“Gentlemen:
“From further communications you will know the Fascist programme in its details. I do not want, so long as I can avoid it, to rule against the Chamber; but the Chamber must feel its own position. That position opens the possibility that it may be dissolved in two days or in two years. We ask full powers because we want to assume full responsibility. Without full powers you know very well that we couldn’t save one lira—I say one lira. We do not want to exclude the possibility of voluntary co-operation, for we will cordially accept it, if it comes from deputies, senators, or even from competent private citizens. Every one of us has a religious sense of our difficult task. The Country cheers us and waits. We will give it not words but facts. We formally and solemnly promise to restore the budget to health. And we will restore it. We want to make a foreign policy of peace, but at the same time one of dignity and steadiness. We will do it. We intend to give the Nation a discipline. We will give it. Let none of our enemies of yesterday, of to-day, of to-morrow cherish illusions in regard to our permanence in power. Foolish and childish illusions, like those of yesterday!
“Our Government has a formidable foundation in the conscience of the Nation. It is supported by the best, the newest Italian generations. There is no doubt that in these last years a great step toward the unification of spirit has been made. The Fatherland has again found itself bound together from north to south, from the continent to the generous islands, which will never be forgotten, from the metropolis of the active colonies of the Mediterranean and the Atlantic Ocean. Do not, Gentlemen, address more vain words to the Nation. Fifty-two applications to speak upon my message to Parliament are too many. Let us, instead of talking, work with pure heart and ready mind to assure the prosperity and the greatness of the Country.

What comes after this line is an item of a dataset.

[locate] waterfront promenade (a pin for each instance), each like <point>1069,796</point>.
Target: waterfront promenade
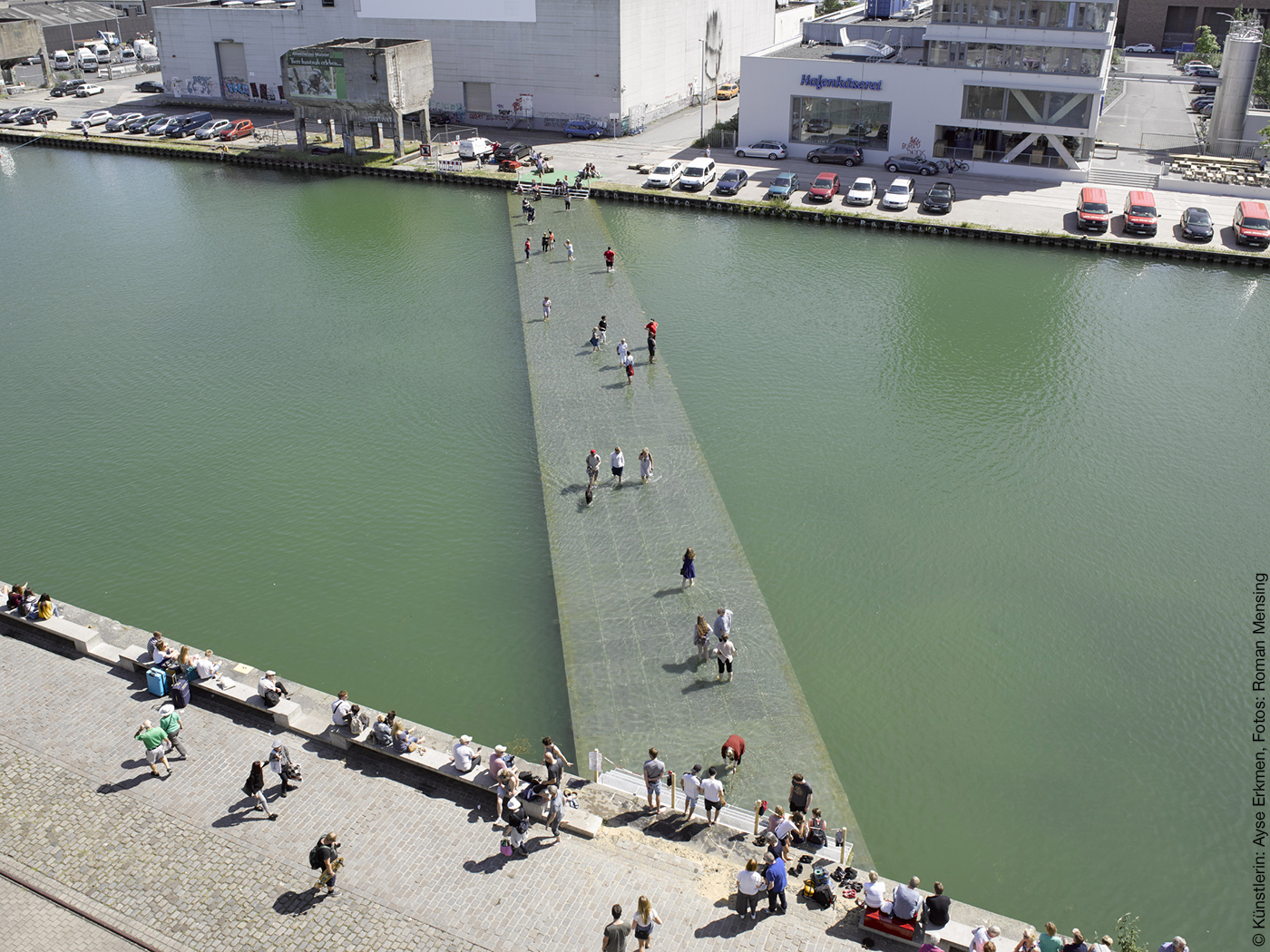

“May God assist me in bringing to a triumphant end my hard labor.”
I do not believe that, since 1870, the hall of Montecitoro had heard energetic and clear words. They burned with a passion deep in my being. In that speech there was the essence of my old and my recent wrestling with my own mind and my own soul. More than one deputy had to repress the rancour generated by my deserved reproaches; but my exposition in parliament was rewarded by the approval of the whole of Italy. I was looking beyond that old hall of parties of petty power and of politicians. I was speaking to the entire nation. It listened to me and it understood me!

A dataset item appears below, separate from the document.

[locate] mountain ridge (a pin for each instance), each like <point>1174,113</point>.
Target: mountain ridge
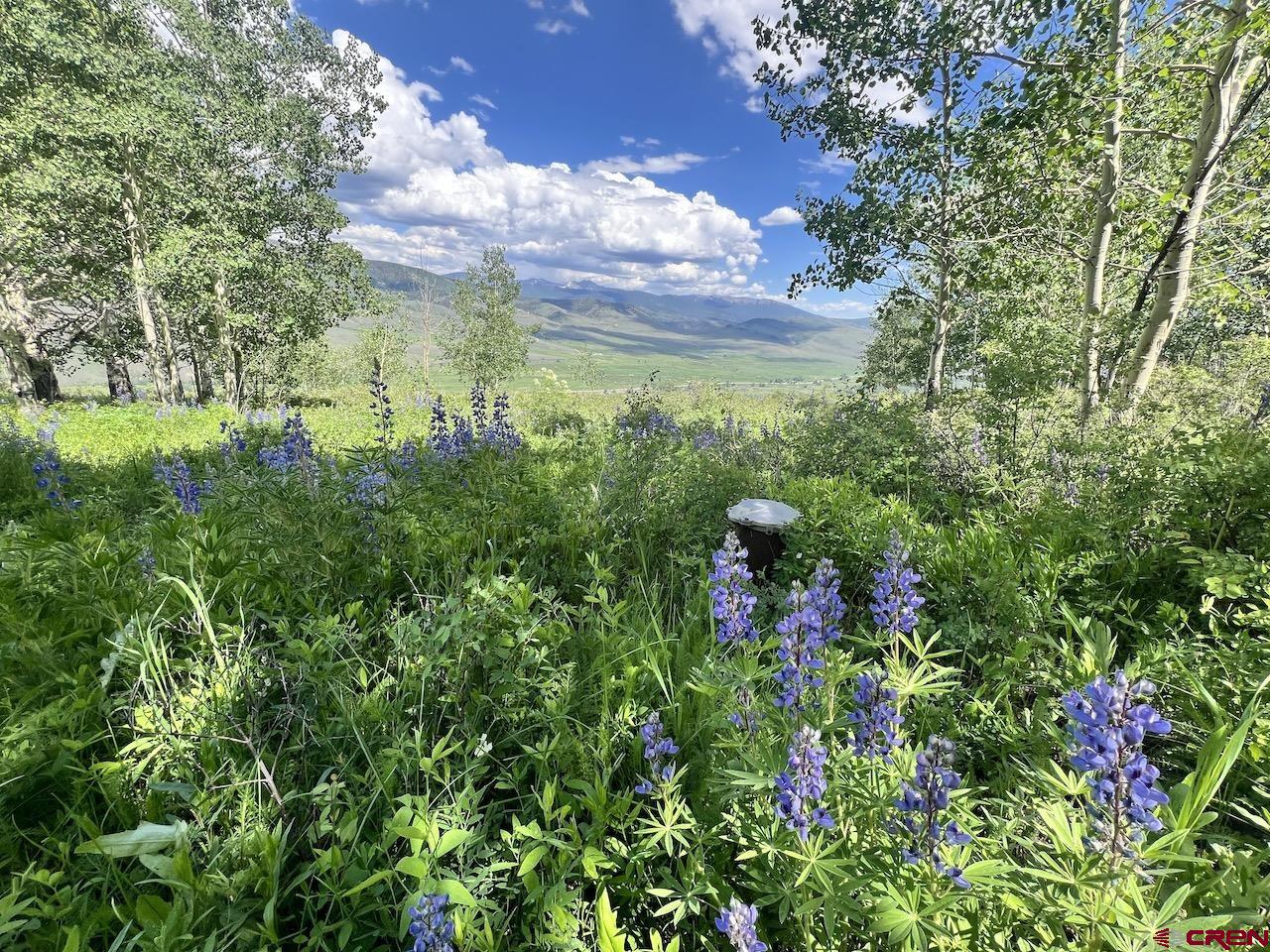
<point>689,336</point>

My political instinct told me that from that moment there would rise, with increasing truth and with increasing expansion of Fascist activity, the dawn of new history for Italy.
And perhaps dawn on a new path of civilization....
CHAPTER X
FIVE YEARS OF GOVERNMENT
MY revolutionary method and the power of the Black Shirts had brought me to tremendous responsibility of power. My task, as I have pointed out, was neither simple nor easy; it required large vision, it gathered to it continually more and more duties.
An existence wholly new began for me. To speak about it makes it necessary for me to abandon the usual form of autobiographic style; I must consider the organic whole of my governmental activity. From now on my life identifies itself almost exclusively with thousands of acts of government. Individuality disappears. Instead, my person expresses, I sometimes feel, only measures and acts of concrete character; these do not concern a single person; they concern the multitudes, they concern and permeate an entire people. So one’s entire life is lost in the whole.